Could you use a translation layer, or would it just be simpler to rewrite it from the beginning?
It's a radically different language and while theoretically a translation layer could be used, it would be very inefficient.
So quick class on scalar vs vector computing.
Scalar instructions are instructions done on single values at a time. They consist of things like "load X data into memory", "store Y data into memory", "compare X value against Y value", "if previously comparison was true, go to this memory location", "add value X to memory address Y", "subtract value X from memory address Y", and so forth. It's all logical operations that define almost all computing, very much a single continuous line of logic. You want to add a value to 4000 elements, you do it one at a time in a loop.
Vector instructions are instructions on multiple values at a time.

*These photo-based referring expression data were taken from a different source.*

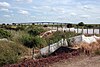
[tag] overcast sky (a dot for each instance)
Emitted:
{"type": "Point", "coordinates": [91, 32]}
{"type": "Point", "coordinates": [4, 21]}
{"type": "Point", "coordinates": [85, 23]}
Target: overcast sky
{"type": "Point", "coordinates": [73, 11]}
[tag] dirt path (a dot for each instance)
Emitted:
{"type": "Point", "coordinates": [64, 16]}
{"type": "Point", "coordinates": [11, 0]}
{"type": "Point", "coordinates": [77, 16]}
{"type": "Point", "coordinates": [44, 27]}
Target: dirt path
{"type": "Point", "coordinates": [83, 61]}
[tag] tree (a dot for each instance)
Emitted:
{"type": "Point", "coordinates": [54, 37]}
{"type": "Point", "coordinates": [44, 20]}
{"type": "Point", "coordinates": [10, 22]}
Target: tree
{"type": "Point", "coordinates": [81, 24]}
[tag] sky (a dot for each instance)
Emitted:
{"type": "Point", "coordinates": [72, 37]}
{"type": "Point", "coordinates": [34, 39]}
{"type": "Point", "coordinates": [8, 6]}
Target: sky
{"type": "Point", "coordinates": [67, 11]}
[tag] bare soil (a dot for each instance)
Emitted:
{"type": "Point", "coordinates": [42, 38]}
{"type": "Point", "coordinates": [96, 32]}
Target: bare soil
{"type": "Point", "coordinates": [79, 61]}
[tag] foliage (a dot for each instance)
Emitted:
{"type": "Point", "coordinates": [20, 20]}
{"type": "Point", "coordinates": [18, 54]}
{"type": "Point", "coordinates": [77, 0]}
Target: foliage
{"type": "Point", "coordinates": [4, 33]}
{"type": "Point", "coordinates": [44, 62]}
{"type": "Point", "coordinates": [31, 42]}
{"type": "Point", "coordinates": [89, 26]}
{"type": "Point", "coordinates": [58, 36]}
{"type": "Point", "coordinates": [39, 42]}
{"type": "Point", "coordinates": [81, 24]}
{"type": "Point", "coordinates": [10, 52]}
{"type": "Point", "coordinates": [27, 41]}
{"type": "Point", "coordinates": [97, 52]}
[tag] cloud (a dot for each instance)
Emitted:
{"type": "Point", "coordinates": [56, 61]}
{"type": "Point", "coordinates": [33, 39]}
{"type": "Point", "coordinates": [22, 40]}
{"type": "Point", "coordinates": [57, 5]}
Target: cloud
{"type": "Point", "coordinates": [4, 5]}
{"type": "Point", "coordinates": [85, 16]}
{"type": "Point", "coordinates": [29, 1]}
{"type": "Point", "coordinates": [73, 14]}
{"type": "Point", "coordinates": [23, 12]}
{"type": "Point", "coordinates": [7, 16]}
{"type": "Point", "coordinates": [5, 10]}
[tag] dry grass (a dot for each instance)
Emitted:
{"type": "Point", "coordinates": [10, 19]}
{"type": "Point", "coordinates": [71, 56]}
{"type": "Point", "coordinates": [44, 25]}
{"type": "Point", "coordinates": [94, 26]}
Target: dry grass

They consist of things like "add X value to A,B,C,D registers", "multiple A and B, then add result to memory location W,X,Y,Z", along with a whole host of floating point and calculous operations. This is useful for doing math on large datasets.

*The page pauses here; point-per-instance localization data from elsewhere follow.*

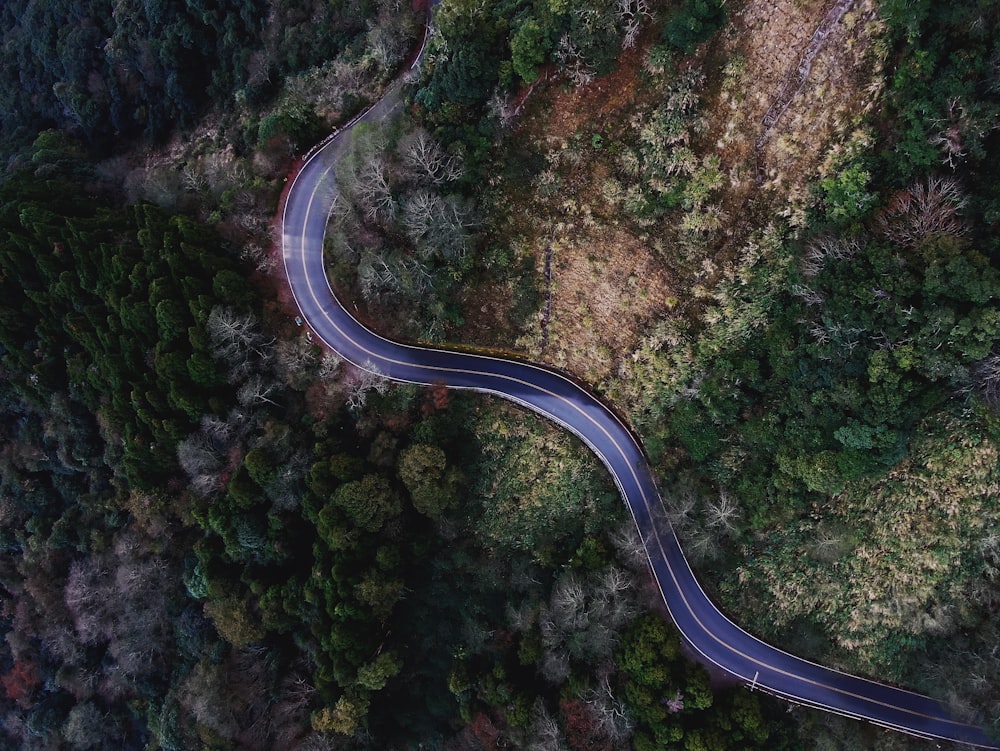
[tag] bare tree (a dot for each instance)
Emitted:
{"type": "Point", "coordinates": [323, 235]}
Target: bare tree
{"type": "Point", "coordinates": [609, 711]}
{"type": "Point", "coordinates": [237, 341]}
{"type": "Point", "coordinates": [361, 381]}
{"type": "Point", "coordinates": [544, 732]}
{"type": "Point", "coordinates": [924, 209]}
{"type": "Point", "coordinates": [374, 190]}
{"type": "Point", "coordinates": [630, 14]}
{"type": "Point", "coordinates": [572, 62]}
{"type": "Point", "coordinates": [296, 359]}
{"type": "Point", "coordinates": [628, 543]}
{"type": "Point", "coordinates": [425, 157]}
{"type": "Point", "coordinates": [255, 390]}
{"type": "Point", "coordinates": [723, 513]}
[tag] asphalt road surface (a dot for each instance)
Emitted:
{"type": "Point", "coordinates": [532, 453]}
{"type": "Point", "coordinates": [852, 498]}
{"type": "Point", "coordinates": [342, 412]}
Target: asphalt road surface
{"type": "Point", "coordinates": [717, 639]}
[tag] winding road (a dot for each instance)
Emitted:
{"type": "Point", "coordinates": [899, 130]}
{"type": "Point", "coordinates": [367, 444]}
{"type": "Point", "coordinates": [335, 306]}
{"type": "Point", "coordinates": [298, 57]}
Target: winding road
{"type": "Point", "coordinates": [717, 639]}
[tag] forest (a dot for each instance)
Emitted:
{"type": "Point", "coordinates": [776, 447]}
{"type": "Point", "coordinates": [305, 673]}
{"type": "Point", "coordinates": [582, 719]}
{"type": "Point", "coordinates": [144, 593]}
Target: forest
{"type": "Point", "coordinates": [218, 535]}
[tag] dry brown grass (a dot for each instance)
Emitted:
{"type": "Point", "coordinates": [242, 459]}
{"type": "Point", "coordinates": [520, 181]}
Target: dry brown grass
{"type": "Point", "coordinates": [765, 44]}
{"type": "Point", "coordinates": [608, 285]}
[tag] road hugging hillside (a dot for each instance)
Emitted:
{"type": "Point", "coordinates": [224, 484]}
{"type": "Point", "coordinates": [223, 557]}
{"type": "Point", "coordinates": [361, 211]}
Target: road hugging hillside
{"type": "Point", "coordinates": [555, 396]}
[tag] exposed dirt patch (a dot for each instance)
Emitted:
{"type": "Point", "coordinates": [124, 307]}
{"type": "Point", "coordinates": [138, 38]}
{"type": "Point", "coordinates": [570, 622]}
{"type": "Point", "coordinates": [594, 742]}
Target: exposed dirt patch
{"type": "Point", "coordinates": [763, 48]}
{"type": "Point", "coordinates": [602, 284]}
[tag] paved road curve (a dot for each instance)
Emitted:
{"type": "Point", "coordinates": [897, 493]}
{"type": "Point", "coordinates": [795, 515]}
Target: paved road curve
{"type": "Point", "coordinates": [552, 395]}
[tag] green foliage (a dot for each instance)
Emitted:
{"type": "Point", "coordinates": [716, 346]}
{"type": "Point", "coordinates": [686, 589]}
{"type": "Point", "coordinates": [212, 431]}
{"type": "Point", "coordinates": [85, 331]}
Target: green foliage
{"type": "Point", "coordinates": [671, 701]}
{"type": "Point", "coordinates": [144, 68]}
{"type": "Point", "coordinates": [528, 47]}
{"type": "Point", "coordinates": [104, 300]}
{"type": "Point", "coordinates": [693, 23]}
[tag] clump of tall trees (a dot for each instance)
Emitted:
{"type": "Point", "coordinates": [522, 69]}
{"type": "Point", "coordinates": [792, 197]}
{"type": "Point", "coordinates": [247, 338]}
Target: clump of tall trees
{"type": "Point", "coordinates": [402, 225]}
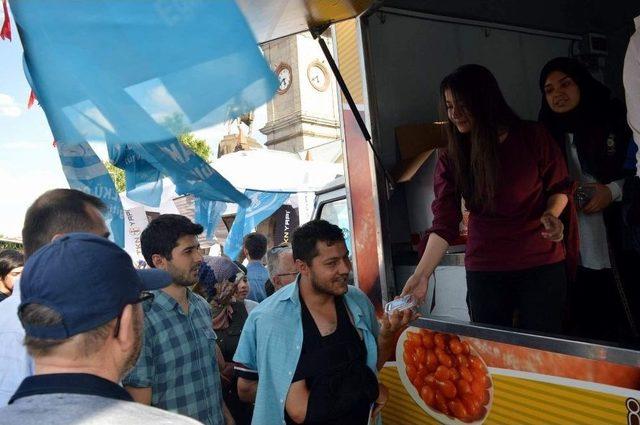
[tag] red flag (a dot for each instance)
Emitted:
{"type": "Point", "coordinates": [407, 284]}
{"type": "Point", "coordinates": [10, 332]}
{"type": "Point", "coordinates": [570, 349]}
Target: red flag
{"type": "Point", "coordinates": [32, 99]}
{"type": "Point", "coordinates": [5, 32]}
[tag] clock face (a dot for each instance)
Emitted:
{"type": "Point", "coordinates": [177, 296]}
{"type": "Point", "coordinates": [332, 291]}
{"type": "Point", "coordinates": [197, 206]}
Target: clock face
{"type": "Point", "coordinates": [284, 77]}
{"type": "Point", "coordinates": [318, 76]}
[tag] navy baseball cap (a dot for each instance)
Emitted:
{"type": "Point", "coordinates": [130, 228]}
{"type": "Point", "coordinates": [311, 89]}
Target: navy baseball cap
{"type": "Point", "coordinates": [85, 278]}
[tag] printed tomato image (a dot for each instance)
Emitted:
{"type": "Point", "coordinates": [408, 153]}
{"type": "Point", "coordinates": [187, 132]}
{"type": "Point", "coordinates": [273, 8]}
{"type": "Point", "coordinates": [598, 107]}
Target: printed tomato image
{"type": "Point", "coordinates": [445, 376]}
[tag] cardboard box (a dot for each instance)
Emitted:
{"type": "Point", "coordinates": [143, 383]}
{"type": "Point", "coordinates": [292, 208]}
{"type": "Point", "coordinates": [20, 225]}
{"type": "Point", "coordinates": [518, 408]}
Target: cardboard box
{"type": "Point", "coordinates": [416, 143]}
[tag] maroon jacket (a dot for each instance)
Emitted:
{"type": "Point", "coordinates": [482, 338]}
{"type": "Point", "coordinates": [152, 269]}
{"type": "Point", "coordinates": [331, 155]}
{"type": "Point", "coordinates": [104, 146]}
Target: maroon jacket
{"type": "Point", "coordinates": [532, 169]}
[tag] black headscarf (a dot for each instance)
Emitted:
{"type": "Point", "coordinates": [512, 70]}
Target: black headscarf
{"type": "Point", "coordinates": [591, 122]}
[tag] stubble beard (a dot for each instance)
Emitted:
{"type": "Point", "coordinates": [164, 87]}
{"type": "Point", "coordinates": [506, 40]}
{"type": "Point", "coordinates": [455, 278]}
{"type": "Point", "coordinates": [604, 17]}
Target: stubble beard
{"type": "Point", "coordinates": [131, 361]}
{"type": "Point", "coordinates": [325, 289]}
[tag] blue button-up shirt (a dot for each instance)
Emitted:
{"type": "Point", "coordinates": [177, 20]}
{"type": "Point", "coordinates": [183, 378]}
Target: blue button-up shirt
{"type": "Point", "coordinates": [271, 342]}
{"type": "Point", "coordinates": [178, 359]}
{"type": "Point", "coordinates": [257, 275]}
{"type": "Point", "coordinates": [15, 363]}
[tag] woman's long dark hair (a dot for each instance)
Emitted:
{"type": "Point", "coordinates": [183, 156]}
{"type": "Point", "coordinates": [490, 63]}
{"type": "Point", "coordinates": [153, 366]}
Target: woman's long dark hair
{"type": "Point", "coordinates": [475, 155]}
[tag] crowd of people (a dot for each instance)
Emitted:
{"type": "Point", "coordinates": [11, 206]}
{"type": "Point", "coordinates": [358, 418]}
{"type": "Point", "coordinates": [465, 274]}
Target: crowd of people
{"type": "Point", "coordinates": [86, 337]}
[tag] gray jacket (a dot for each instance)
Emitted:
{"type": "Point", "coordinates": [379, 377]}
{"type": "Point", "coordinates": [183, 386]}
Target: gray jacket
{"type": "Point", "coordinates": [79, 409]}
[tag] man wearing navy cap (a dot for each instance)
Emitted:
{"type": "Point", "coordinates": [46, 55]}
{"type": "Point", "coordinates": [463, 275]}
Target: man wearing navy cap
{"type": "Point", "coordinates": [80, 308]}
{"type": "Point", "coordinates": [53, 214]}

CPU's are designed to be extremely good at scalar instructions. We have secondary extensions to assist with vector instructions when necessary but their bread and butter is scalar operations which represent over 90% of all computing workloads. GPU's are designed to be extremely good at vector instructions, and while they have scalar instructions they are kinda slow and only there to assist with figuring out which datasets to execute on. So view CPU's are having 6~14 core that are good at single lots of scalar instructions. GPU's as having a thousand cores good at doing massive amounts of vector instructions.
With this in mind, code written for CPU's does not work very well on GPU's. Instead you need entirely separate code written specifically to take advantage of the GPU's vector nature.